Dari kisah itu, dipetik pesan, barangsiapa yang mencari sesuatu yang tidak bermanfaat maka akan kehilangan dua hal. Pertama karena melakukan hal yang tidak ada faedahnya. Kedua, kehilangan sesuatu yang berarti padanya.

 

Dalam pengajian itu kiai penulis buku Biografi Kiai Bisri ini juga menyampaikan tentang rezeki. Di antara tanda-tanda cinta Allah kepada hamba, adalah apabila diberi rezeki yang cukup, sesuai dengan kebutuhannya. Karena kalau berlebihan berpotensi tidak baik. Sebaliknya, rezeki itu kalau terlalu sedikit ya bisa mengganggu.

 

Bagaimanakah, rezeki yang terbaik?

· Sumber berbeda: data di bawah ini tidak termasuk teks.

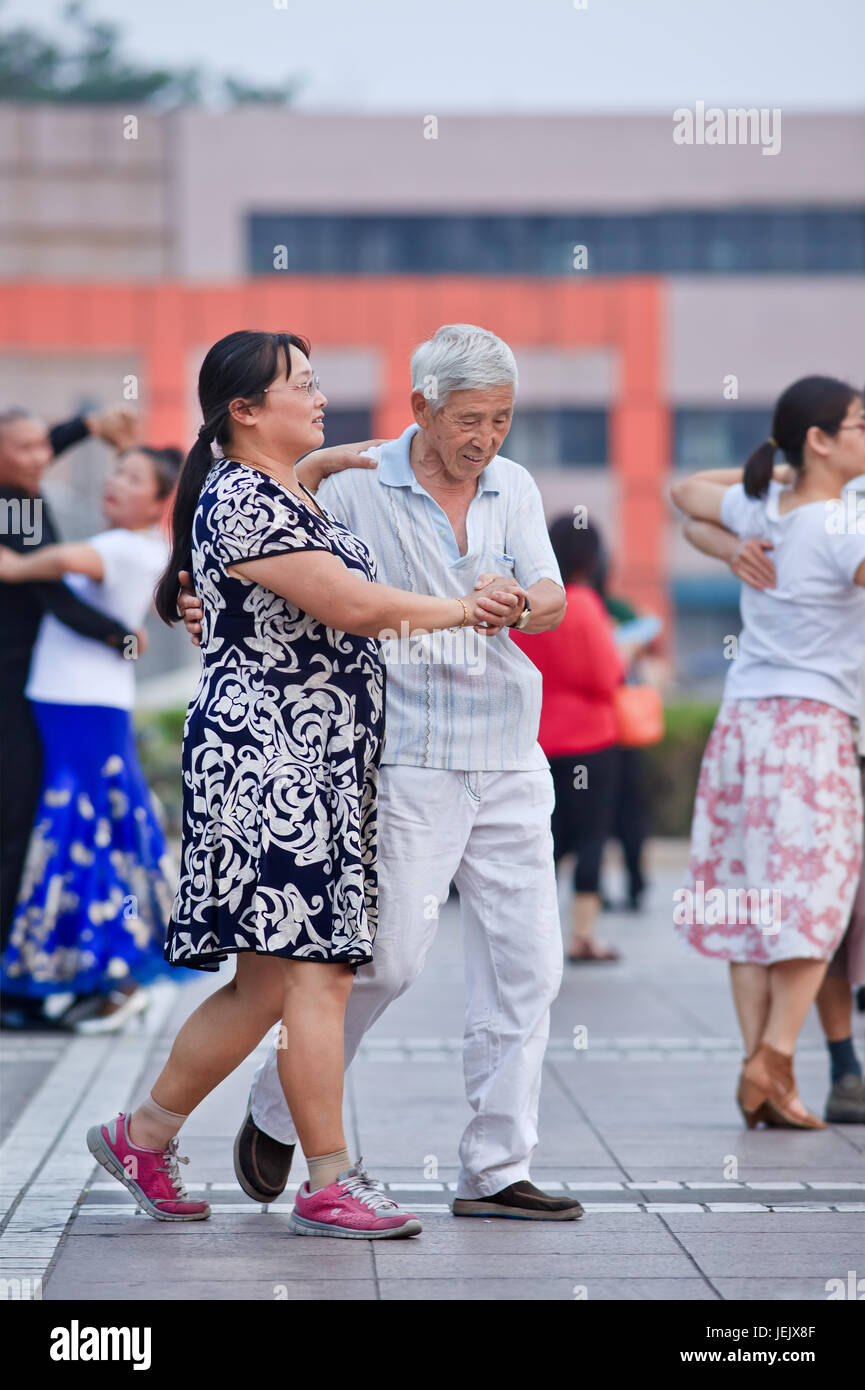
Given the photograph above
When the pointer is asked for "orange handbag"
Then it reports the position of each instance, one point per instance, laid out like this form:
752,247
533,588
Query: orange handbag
639,715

Dengan mengutip suatu riwayat, putra Kiai Shohib Bisri ini menjawab, "Yang terbaik itu adalah rezeki yang pas." 

 

Beralih ke bab zuhud, yang merupakan nasehat ketiga dari sembilan nasehat para wali, dinyatakan, "Seseorang yang zuhud di dunia itu akan ditumbuhkan hikmah. Hikmah itu artinya ilmu manfaat yang diamalkan. Kata-kata dan tindakannya penuh dengan hikmah." 

 

Menepis anggapan bahwa zuhud itu harus dalam keadaan miskin, kiai yang merintis pengajian-pengajian kitab dalam acara pertemuan dengan para alumni Denanyar ini menyampaikan tak ada larangan santri sugih (kaya). "Yang penting hatinya tidak tergantung dunia," tegasnya.

 

Hadir dalam pengajian itu dari jajaran pengasuh dan zuriah, adalah Kiai Wazir Ali, Kiai Abdul Wahab Kholil, Kiai Abdul Muidz Shohib, Gus Abdur Rosyid Hafidz, Gus Husnul Haq, Gus Afifuddin, Gus Sholahuddin Fathurrahman, Gus Nurul Huda, Bu Nyai Muhibbah, Bu Nyai Halimah Ahmad, Bu Nyai Hanifah Ahmad dan Ning Nailud Durroh. 

 

Dari jajaran pengurus pusat IKAPPMAM, tampak sembilan pengurus, antara lain Ketua Umum IKAPPMAM dan Sekretaris Umum.